Gracing a wall or a desk of almost any Canadian home in the 1970s and 80s, the Contempra telephone was as ubiquitous as it was iconic. However, many do not realize that this design is truly Canadian. Contempra was developed in 1968 for the Northern Electric Company (a predecessor of Nortel) by industrial designer John Tyson.
Tyson was the first industrial designer hired by Northern Electric at the start of its independent life as a Canadian firm, after the end of Northern Telecom’s ten-year licensing agreement with its American parent, Western Electric. R C Scrivener, then-president of Bell Canada, said of the project – “We could have adopted, as we have in the past, an American design. They have excellent models with many of the same features. But we thought we should produce our own.”
The Contempra was designer Tyson’s first project for Northern Electric, and the telephone went on to be awarded a citation by the Canada Design Council, and it is now part of the permanent
gallery of the Design Exchange. Eighteen Canadian industrial designs were registered on various aspects of the phone, including
D29110 for a “Telephone Instrument” depicted below.
Both lightweight and user-friendly, it incorporated a number of then-exotic plastics – ABS, polycarbonate, polypropylene, acrylic and styrene. It was a departure from telephone designs of the 1960s in several respects. Among the first to have a dial in the handset (later, a push-button model was also released), the design influenced telecommunications products around the world. The receiver had a unique angular shape that was designed to be cradled, rather than grasped in the hand. The design of the base unit was also unconventional – with the handset disposed lengthwise along the base, rather than across, the phone assembly was equally convenient to hang on the wall, or place flat on a table or desk.
The name “Contempra” was meant to signify its futuristic orientation. The design team positioned the receiver slightly offset, on the right side of the base. This was to allow for other to-be-developed features to be built into the open area on the left side – apparently, these included a planned video screen!
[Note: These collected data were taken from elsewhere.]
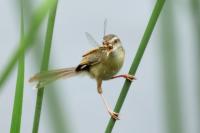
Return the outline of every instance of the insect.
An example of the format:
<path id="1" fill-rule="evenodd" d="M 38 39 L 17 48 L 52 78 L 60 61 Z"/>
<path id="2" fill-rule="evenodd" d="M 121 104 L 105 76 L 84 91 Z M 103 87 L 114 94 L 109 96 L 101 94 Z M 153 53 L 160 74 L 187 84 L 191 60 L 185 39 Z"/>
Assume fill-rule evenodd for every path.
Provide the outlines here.
<path id="1" fill-rule="evenodd" d="M 29 81 L 38 81 L 37 88 L 41 88 L 61 78 L 69 78 L 83 72 L 87 73 L 91 78 L 96 80 L 97 91 L 110 116 L 115 120 L 119 120 L 119 114 L 111 109 L 103 96 L 102 81 L 119 77 L 132 81 L 135 77 L 129 74 L 116 76 L 124 63 L 125 50 L 118 36 L 114 34 L 105 35 L 105 27 L 106 21 L 104 22 L 104 37 L 101 45 L 99 45 L 89 33 L 86 33 L 87 38 L 96 48 L 83 54 L 81 62 L 76 67 L 37 73 L 31 77 Z"/>

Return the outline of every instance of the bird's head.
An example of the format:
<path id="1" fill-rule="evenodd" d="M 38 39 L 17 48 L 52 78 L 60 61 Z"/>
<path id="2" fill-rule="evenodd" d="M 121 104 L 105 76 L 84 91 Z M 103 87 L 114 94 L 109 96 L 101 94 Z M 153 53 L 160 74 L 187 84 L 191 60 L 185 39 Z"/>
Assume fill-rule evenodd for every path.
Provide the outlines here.
<path id="1" fill-rule="evenodd" d="M 103 46 L 108 47 L 109 49 L 116 49 L 121 47 L 120 39 L 114 34 L 108 34 L 103 37 Z"/>

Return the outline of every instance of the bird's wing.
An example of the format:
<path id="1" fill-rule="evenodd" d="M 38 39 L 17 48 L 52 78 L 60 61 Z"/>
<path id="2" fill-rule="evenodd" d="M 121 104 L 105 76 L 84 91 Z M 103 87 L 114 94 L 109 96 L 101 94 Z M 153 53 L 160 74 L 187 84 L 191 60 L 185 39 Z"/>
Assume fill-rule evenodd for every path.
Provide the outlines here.
<path id="1" fill-rule="evenodd" d="M 109 48 L 107 46 L 99 46 L 97 48 L 94 48 L 92 50 L 87 51 L 85 54 L 82 55 L 82 57 L 85 57 L 85 56 L 90 55 L 90 54 L 96 54 L 98 52 L 102 53 L 102 51 L 106 51 L 108 49 Z"/>
<path id="2" fill-rule="evenodd" d="M 87 55 L 90 55 L 92 53 L 96 53 L 96 52 L 98 52 L 98 50 L 99 50 L 99 48 L 92 49 L 92 50 L 86 52 L 85 54 L 83 54 L 82 57 L 86 57 Z"/>
<path id="3" fill-rule="evenodd" d="M 76 68 L 76 71 L 88 70 L 90 66 L 100 63 L 102 61 L 102 54 L 104 54 L 104 52 L 105 49 L 96 48 L 84 54 L 81 63 Z"/>

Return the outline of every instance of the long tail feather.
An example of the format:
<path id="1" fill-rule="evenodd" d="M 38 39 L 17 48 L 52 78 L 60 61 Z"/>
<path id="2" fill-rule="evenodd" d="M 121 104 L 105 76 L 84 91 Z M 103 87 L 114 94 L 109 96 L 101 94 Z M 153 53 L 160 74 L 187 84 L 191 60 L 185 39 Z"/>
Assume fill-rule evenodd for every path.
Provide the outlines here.
<path id="1" fill-rule="evenodd" d="M 29 79 L 29 82 L 37 82 L 37 88 L 44 87 L 45 85 L 58 80 L 60 78 L 69 78 L 77 75 L 75 67 L 51 70 L 46 72 L 37 73 Z"/>

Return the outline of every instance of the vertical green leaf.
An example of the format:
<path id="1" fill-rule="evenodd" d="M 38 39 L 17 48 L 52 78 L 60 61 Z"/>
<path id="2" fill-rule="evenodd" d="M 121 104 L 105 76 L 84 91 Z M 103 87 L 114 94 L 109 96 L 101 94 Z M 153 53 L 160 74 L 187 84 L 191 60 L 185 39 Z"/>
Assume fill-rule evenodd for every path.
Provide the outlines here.
<path id="1" fill-rule="evenodd" d="M 165 0 L 157 0 L 157 2 L 156 2 L 156 5 L 155 5 L 154 10 L 152 12 L 152 15 L 150 17 L 149 23 L 147 25 L 147 28 L 146 28 L 146 30 L 144 32 L 143 38 L 142 38 L 142 40 L 140 42 L 140 45 L 139 45 L 139 48 L 137 50 L 136 56 L 135 56 L 135 58 L 133 60 L 133 63 L 131 65 L 129 74 L 135 75 L 135 73 L 137 71 L 137 68 L 138 68 L 138 66 L 140 64 L 140 61 L 141 61 L 142 56 L 144 54 L 144 51 L 145 51 L 145 49 L 147 47 L 148 41 L 149 41 L 149 39 L 151 37 L 151 34 L 153 32 L 153 29 L 155 27 L 155 24 L 157 22 L 157 19 L 159 17 L 159 14 L 160 14 L 160 12 L 162 10 L 162 7 L 163 7 L 164 3 L 165 3 Z M 124 100 L 126 98 L 128 90 L 130 88 L 130 85 L 131 85 L 131 82 L 126 80 L 124 85 L 123 85 L 123 88 L 122 88 L 122 91 L 120 93 L 120 96 L 119 96 L 119 98 L 117 100 L 117 104 L 116 104 L 115 109 L 114 109 L 115 112 L 119 112 L 121 110 L 121 107 L 122 107 L 122 105 L 124 103 Z M 112 132 L 112 129 L 114 127 L 115 122 L 116 122 L 116 120 L 114 120 L 112 118 L 110 119 L 110 121 L 109 121 L 109 123 L 107 125 L 107 128 L 106 128 L 106 131 L 105 131 L 106 133 L 111 133 Z"/>
<path id="2" fill-rule="evenodd" d="M 196 43 L 194 45 L 195 48 L 195 79 L 196 79 L 196 86 L 197 86 L 197 90 L 196 90 L 196 97 L 197 97 L 197 111 L 198 111 L 198 116 L 197 116 L 197 121 L 198 121 L 198 125 L 200 124 L 200 1 L 199 0 L 191 0 L 190 1 L 190 5 L 191 5 L 191 13 L 192 13 L 192 21 L 194 23 L 194 35 L 195 35 L 195 39 L 196 39 Z M 200 132 L 200 127 L 198 127 L 198 132 Z"/>
<path id="3" fill-rule="evenodd" d="M 24 37 L 24 15 L 23 15 L 23 0 L 20 0 L 21 9 L 21 38 Z M 15 99 L 12 113 L 12 121 L 10 133 L 20 133 L 22 105 L 23 105 L 23 90 L 24 90 L 24 53 L 19 57 L 17 84 L 15 90 Z"/>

The widespread success of the Contempra telephone in Canadian households can be attributed to factors other than design, of course. It had an attractive price-point for its release in 1968 – only $1.75 per month to rent the phone from Bell Canada. And it had another appealing feature – colour. Telephones of the 1960s, available in “any colour as long as it’s black,” were drab and functional in appearance. From its release date, the Contempra was available in nine fashion colours, not one of which was black.